Jeremy Tonet: That is helpful. Thank you very much. I’ll leave it there.
Francois Poirier: You bet.
Operator: Our next question comes from Robert Catellier of CIBC Capital Markets. Please go ahead.
Robert Catellier: Hi, good morning. I wonder if you could describe the agreement TC Energy entered into with the SI-LSM’s LNG partnership to work on the Prince Rupert Gas Transmission project. And what the company’s appetite is like to undertake another major project like that and how that might fit within your deleveraging goals.
Francois Poirier: Thanks Robert, It’s Francois. I’ll take that one. Look, we have a permitted path. We recognize there is value in that path. We’ve been asked by the SI-LSM’s Group to preserve those permits.
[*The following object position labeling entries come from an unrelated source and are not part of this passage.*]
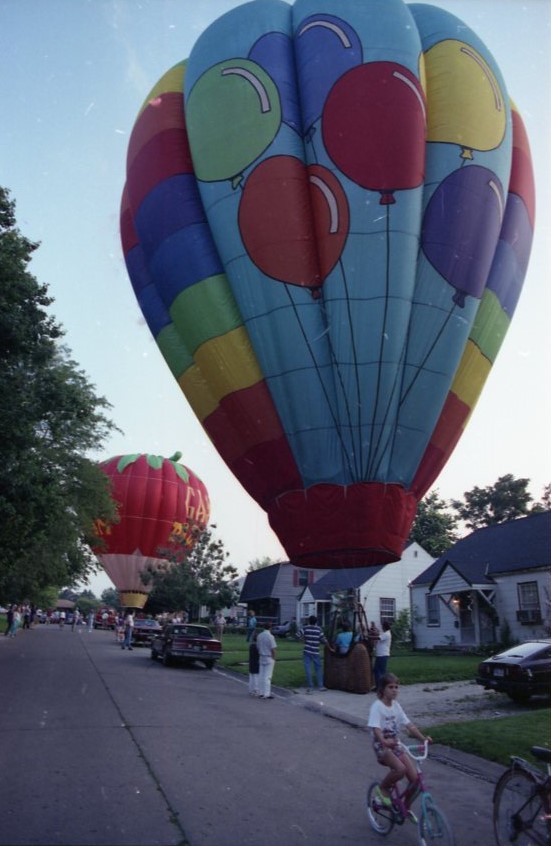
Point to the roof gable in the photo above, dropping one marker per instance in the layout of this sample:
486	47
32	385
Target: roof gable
523	544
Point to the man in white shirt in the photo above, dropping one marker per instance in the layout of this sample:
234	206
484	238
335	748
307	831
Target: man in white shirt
128	630
266	646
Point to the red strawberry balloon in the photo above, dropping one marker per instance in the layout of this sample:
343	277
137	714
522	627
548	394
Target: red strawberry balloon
158	500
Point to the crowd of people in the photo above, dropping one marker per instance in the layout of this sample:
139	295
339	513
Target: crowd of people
263	652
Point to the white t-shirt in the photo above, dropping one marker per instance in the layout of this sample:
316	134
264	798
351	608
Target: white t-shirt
265	642
389	718
382	647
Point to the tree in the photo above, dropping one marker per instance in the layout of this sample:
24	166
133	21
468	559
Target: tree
506	500
50	417
196	577
434	527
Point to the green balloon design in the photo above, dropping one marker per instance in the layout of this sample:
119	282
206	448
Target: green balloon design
233	113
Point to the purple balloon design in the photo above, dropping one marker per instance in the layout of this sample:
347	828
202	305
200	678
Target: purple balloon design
461	229
512	255
274	53
338	43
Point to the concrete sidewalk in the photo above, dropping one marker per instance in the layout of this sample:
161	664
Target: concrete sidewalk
425	705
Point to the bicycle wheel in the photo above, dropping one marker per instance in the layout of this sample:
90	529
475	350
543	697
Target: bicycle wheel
519	812
434	827
381	818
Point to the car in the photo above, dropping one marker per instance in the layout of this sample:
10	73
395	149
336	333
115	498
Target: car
185	643
144	631
521	671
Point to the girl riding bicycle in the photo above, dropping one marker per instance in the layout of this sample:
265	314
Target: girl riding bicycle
386	718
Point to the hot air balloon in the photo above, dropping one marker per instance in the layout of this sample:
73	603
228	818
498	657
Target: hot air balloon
327	220
161	504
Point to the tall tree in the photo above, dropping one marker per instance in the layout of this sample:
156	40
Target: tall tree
194	578
50	417
507	499
434	527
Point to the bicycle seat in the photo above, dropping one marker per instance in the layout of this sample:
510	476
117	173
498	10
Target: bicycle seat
541	753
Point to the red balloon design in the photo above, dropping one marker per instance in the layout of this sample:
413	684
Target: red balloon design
373	126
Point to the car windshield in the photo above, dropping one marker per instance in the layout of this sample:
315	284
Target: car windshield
192	631
523	650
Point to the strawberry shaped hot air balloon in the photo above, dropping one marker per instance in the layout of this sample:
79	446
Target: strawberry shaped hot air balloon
158	500
327	221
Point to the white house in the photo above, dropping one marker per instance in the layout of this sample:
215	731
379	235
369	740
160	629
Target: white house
491	584
382	590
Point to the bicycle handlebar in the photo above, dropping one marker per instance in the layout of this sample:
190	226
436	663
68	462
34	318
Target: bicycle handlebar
421	748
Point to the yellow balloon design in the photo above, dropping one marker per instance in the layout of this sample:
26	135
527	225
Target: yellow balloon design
465	103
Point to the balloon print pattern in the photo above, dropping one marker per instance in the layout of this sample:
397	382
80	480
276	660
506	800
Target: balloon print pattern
327	220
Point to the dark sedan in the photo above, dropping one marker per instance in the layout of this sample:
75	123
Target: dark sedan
144	631
520	672
184	643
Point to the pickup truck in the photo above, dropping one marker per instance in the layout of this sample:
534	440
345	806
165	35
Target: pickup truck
184	643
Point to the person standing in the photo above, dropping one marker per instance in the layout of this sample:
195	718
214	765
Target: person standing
251	625
15	621
219	623
267	648
382	652
128	629
313	637
254	667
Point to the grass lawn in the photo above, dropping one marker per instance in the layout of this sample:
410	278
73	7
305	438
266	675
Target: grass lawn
494	740
410	667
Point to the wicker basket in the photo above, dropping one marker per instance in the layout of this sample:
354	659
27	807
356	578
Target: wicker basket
350	672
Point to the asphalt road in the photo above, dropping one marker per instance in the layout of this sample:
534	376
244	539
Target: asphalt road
104	747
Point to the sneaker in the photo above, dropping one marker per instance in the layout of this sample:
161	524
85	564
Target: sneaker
380	797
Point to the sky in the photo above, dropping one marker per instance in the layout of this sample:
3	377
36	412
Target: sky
74	75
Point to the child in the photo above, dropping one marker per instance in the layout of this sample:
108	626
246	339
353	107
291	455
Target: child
386	718
254	666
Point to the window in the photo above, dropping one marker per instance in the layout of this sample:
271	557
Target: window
433	609
387	609
529	612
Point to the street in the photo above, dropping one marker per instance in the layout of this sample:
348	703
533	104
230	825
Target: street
101	746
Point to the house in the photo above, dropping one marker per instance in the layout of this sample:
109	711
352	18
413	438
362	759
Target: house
272	592
492	583
382	590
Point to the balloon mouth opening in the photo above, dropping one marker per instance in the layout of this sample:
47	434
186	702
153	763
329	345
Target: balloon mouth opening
344	526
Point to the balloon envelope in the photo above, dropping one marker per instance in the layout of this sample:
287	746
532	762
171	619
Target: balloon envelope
158	499
327	220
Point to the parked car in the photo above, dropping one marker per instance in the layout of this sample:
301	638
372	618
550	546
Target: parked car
282	629
144	631
520	672
184	643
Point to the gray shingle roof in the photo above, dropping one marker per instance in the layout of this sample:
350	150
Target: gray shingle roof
523	544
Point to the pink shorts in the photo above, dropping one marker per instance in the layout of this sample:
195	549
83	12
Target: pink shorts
380	750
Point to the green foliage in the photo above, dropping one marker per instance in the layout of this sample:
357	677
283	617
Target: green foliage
50	493
196	577
506	500
496	740
434	527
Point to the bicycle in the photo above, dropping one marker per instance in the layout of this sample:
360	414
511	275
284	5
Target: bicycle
432	825
522	802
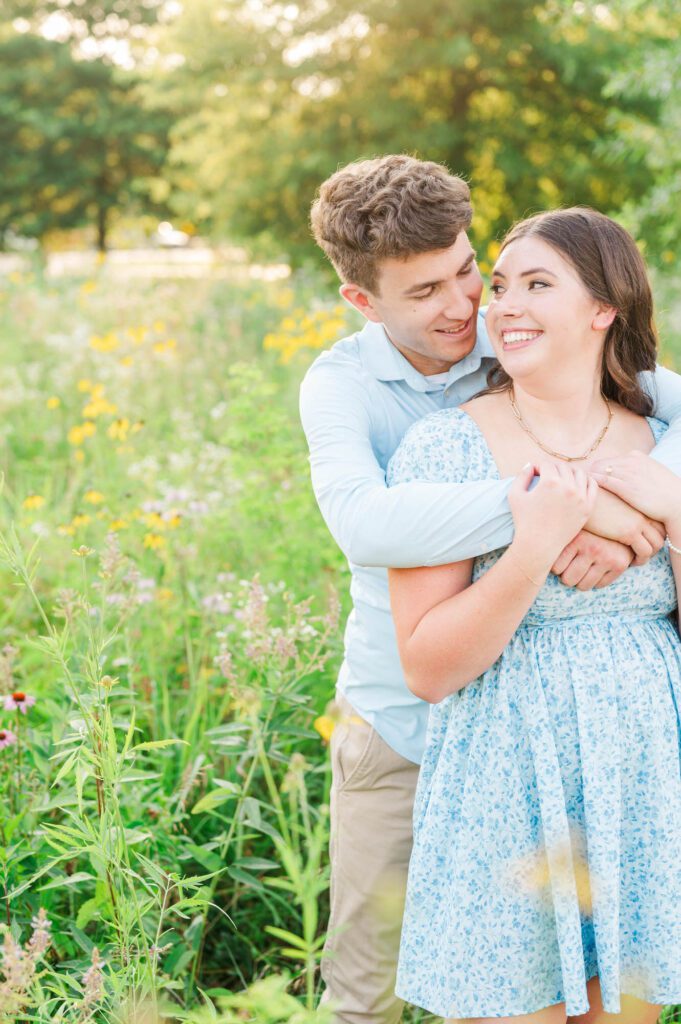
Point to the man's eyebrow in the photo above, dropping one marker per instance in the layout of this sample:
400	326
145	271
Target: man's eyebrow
430	284
526	273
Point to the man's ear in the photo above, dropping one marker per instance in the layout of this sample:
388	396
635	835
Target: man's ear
603	317
362	300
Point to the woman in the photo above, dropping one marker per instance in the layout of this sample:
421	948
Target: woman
546	872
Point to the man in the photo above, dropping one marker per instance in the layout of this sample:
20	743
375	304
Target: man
395	230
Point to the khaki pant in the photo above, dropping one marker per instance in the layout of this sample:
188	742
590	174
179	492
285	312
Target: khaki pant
372	799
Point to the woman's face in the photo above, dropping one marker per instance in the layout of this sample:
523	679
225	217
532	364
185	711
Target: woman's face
541	316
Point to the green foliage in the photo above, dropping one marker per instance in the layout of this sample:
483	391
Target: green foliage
77	142
509	95
165	801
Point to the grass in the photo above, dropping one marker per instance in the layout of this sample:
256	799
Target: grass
170	599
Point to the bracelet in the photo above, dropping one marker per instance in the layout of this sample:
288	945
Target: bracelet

That is our contractual obligation. We’re happy to do that, first of all, because it’s an opportunity to create value for our indigenous partners. Secondly, it’s an opportunity to create value for our customers. And as we increase egress out of the basin, it increases value for our NGTL system. Those are all things that are to the benefit of TC Energy. I want to be very clear, however, that we are resolute around our $6 billion to $7 billion. And to the extent we cannot fit our PRGT project or any project for that matter within our portfolio, number one, and number two, to manage to have less large ambitious projects going forward, To the extent we can’t fit a project like PRGT within those, there won’t be any allocation of capital.
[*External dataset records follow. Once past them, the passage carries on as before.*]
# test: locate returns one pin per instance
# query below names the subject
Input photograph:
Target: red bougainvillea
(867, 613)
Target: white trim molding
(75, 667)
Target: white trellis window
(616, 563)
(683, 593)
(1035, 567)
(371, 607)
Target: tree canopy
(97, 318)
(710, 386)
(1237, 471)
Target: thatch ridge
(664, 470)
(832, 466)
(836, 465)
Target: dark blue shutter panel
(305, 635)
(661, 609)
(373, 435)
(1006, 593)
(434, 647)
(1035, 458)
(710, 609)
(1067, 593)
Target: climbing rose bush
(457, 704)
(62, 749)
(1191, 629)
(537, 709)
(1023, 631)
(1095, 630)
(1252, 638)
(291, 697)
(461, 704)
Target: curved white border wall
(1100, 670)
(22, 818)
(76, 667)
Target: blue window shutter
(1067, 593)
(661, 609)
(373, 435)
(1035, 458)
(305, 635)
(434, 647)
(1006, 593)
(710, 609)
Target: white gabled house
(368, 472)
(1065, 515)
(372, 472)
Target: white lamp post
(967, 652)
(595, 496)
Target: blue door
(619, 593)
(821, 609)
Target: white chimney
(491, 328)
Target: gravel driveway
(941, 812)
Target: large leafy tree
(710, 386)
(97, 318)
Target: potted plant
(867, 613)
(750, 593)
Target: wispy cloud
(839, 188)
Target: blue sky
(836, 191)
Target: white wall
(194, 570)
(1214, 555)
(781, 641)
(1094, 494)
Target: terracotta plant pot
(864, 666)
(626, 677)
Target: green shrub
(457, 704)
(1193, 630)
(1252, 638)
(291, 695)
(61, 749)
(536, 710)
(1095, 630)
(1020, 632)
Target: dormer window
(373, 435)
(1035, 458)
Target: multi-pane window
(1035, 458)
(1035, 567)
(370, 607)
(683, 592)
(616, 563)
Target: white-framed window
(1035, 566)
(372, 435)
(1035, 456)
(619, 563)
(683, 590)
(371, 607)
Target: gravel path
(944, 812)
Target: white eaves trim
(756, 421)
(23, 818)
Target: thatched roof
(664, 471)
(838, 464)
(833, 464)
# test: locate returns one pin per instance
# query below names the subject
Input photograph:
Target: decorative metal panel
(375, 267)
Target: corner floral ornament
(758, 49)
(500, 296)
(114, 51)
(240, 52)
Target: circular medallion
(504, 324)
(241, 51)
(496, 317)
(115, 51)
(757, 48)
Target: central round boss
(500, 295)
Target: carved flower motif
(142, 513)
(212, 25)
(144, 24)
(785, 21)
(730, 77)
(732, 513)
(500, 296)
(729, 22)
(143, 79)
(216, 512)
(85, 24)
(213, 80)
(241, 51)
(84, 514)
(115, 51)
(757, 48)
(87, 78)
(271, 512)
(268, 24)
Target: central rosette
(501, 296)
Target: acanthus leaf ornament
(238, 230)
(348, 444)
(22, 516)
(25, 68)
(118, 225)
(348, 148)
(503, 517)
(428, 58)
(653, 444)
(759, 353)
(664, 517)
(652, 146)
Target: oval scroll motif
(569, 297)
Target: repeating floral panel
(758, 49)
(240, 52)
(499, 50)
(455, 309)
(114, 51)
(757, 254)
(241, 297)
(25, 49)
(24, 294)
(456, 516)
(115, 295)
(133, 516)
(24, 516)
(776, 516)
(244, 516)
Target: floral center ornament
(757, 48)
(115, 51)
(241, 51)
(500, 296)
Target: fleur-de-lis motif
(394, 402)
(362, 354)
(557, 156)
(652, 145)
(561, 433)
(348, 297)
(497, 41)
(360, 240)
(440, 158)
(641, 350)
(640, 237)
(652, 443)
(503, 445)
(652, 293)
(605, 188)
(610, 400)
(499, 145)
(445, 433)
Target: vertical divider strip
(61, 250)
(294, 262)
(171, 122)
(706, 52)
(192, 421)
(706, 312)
Robert Catellier: Okay, that’s pretty clear. And then just wanted to move on, a question for Joel here. Just how do you see hybrids fitting in to your funding plan, both in 2023, as well as reaching your 2024 goals, sort of your appetite there and what you’re seeing in the market.
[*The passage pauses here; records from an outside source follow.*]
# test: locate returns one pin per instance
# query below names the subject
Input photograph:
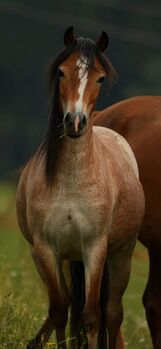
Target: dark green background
(31, 32)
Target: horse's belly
(70, 230)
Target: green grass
(23, 301)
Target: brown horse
(80, 203)
(139, 121)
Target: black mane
(52, 141)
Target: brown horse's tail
(78, 301)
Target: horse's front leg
(119, 264)
(58, 308)
(94, 264)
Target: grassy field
(23, 302)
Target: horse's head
(81, 69)
(81, 76)
(76, 75)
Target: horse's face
(79, 88)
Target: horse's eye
(60, 73)
(101, 79)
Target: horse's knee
(114, 320)
(91, 324)
(114, 316)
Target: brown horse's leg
(119, 341)
(152, 298)
(119, 271)
(94, 265)
(58, 309)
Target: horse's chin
(75, 135)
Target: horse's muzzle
(74, 123)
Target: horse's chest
(72, 224)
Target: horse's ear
(102, 42)
(69, 36)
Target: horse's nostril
(67, 117)
(84, 121)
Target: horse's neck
(77, 159)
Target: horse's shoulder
(117, 146)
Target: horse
(80, 204)
(138, 119)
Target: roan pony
(80, 203)
(138, 119)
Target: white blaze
(82, 75)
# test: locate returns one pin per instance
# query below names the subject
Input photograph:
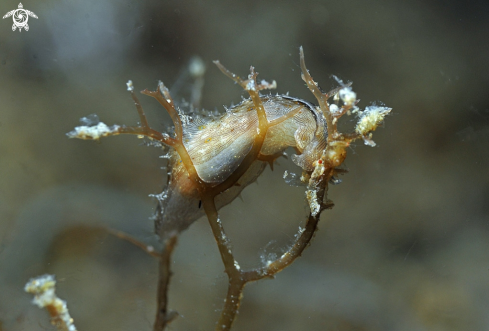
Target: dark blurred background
(406, 246)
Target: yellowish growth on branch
(43, 288)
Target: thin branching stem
(163, 315)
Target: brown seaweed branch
(324, 167)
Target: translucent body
(218, 146)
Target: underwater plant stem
(231, 305)
(163, 316)
(220, 236)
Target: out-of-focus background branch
(406, 246)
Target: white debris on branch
(370, 118)
(94, 132)
(43, 288)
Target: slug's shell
(218, 146)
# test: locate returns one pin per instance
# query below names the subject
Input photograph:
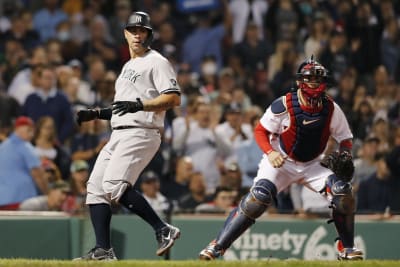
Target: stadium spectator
(27, 80)
(199, 140)
(122, 10)
(244, 13)
(87, 142)
(248, 155)
(84, 94)
(337, 55)
(48, 100)
(318, 36)
(9, 111)
(47, 146)
(380, 191)
(251, 54)
(46, 19)
(206, 39)
(99, 44)
(21, 175)
(75, 202)
(52, 201)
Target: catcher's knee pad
(342, 195)
(261, 195)
(115, 189)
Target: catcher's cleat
(211, 252)
(99, 254)
(166, 237)
(351, 254)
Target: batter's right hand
(276, 159)
(86, 115)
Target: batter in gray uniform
(144, 90)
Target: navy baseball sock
(100, 214)
(135, 202)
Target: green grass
(140, 263)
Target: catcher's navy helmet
(141, 19)
(312, 72)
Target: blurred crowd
(232, 60)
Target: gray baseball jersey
(129, 151)
(144, 77)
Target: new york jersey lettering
(130, 75)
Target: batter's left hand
(122, 107)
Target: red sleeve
(346, 145)
(262, 138)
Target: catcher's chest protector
(308, 133)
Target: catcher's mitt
(341, 163)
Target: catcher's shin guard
(252, 206)
(343, 209)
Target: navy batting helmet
(141, 19)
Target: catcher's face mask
(312, 78)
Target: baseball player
(293, 134)
(144, 90)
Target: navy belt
(123, 127)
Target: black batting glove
(86, 115)
(122, 107)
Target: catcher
(293, 134)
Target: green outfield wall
(69, 237)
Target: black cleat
(166, 238)
(99, 254)
(211, 252)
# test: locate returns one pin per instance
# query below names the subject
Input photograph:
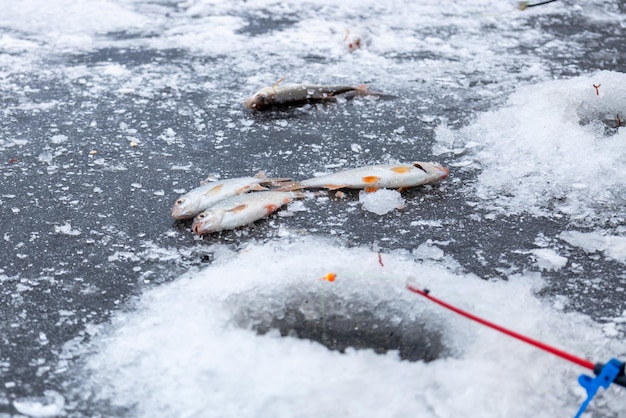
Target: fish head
(208, 221)
(184, 208)
(261, 99)
(435, 172)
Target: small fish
(195, 201)
(370, 178)
(295, 94)
(241, 210)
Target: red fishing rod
(611, 372)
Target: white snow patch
(612, 246)
(52, 404)
(66, 229)
(183, 342)
(548, 145)
(381, 201)
(548, 259)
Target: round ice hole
(339, 323)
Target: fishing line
(560, 353)
(611, 372)
(524, 4)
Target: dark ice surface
(87, 185)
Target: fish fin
(211, 178)
(334, 186)
(272, 208)
(254, 187)
(280, 80)
(238, 208)
(214, 190)
(370, 179)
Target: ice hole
(340, 323)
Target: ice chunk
(381, 201)
(49, 405)
(66, 229)
(613, 246)
(547, 259)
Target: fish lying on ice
(370, 178)
(241, 210)
(295, 94)
(195, 201)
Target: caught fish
(295, 94)
(195, 201)
(370, 178)
(241, 210)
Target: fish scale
(241, 210)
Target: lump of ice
(537, 157)
(547, 259)
(613, 246)
(381, 201)
(66, 229)
(49, 405)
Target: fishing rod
(523, 5)
(611, 372)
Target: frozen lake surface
(113, 108)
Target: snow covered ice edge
(182, 353)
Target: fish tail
(278, 181)
(290, 186)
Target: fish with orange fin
(241, 210)
(195, 201)
(374, 177)
(298, 94)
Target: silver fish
(295, 94)
(195, 201)
(370, 178)
(241, 210)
Joel Hunter: Yes, thanks Rob. So as we think about hybrids, we’re not seeing anything, we don’t have any plans in the near term. We’re running, you know, close to that 15% cap as it relates to our capital structure for this year and into 2024. As we do see the balance sheet grow post 2024, there will be capacity for future hybrid issuance. But as we think about our 4.75 target for next year, you know, it doesn’t contemplate any additional hybrids in that plan at this point in time. Where we will look to hybrids those is we’ll work, you know, in conjunction with the liquids team here, or I guess the South Bow team, as we call it now, to look at their capital structure where there might be a need for them there. As it relates to pricing right now, it’s kind of in the high eights, so it’s about 200 basis points back of where we would issue tenure, senior unsecured at this point in time.
Robert Catellier: Okay. Thank you.
Operator: Our next question comes from Ben Pham of BMO. Please go ahead.
Ben Pham: All right. Thanks. Good morning. With the Coastal GasLink project not complete, does that open up a wave in you NGTL opportunities at post-2025 time frame?
Francois Poirier: Thanks, Ben. I’ll ask Greg to take that one.
Greg Grant: Yes, sure. Thanks Benefit, for the question. As you’re aware we have done a substantial, hello no carry on, as you’re aware we’ve done a substantial build on the NGTL system over the last few years. We delivered 1.3 Bcf last year. Similarly, we are going to add about the same this year. Just to shout out to the team that was talked about earlier, but on time and on budget performance again this year. So great opportunity there. Going forward, however, I would say you should see a more normalized level of spend on NGTL. We think we’re set up for the next few years with the expansions that we’ve already done. And we’re doing a lot of work through project focus and optimizing the system, to see what extra capacity we can get out of the existing assets without capital. But we’re in a great spot, to handle the expansions going forward.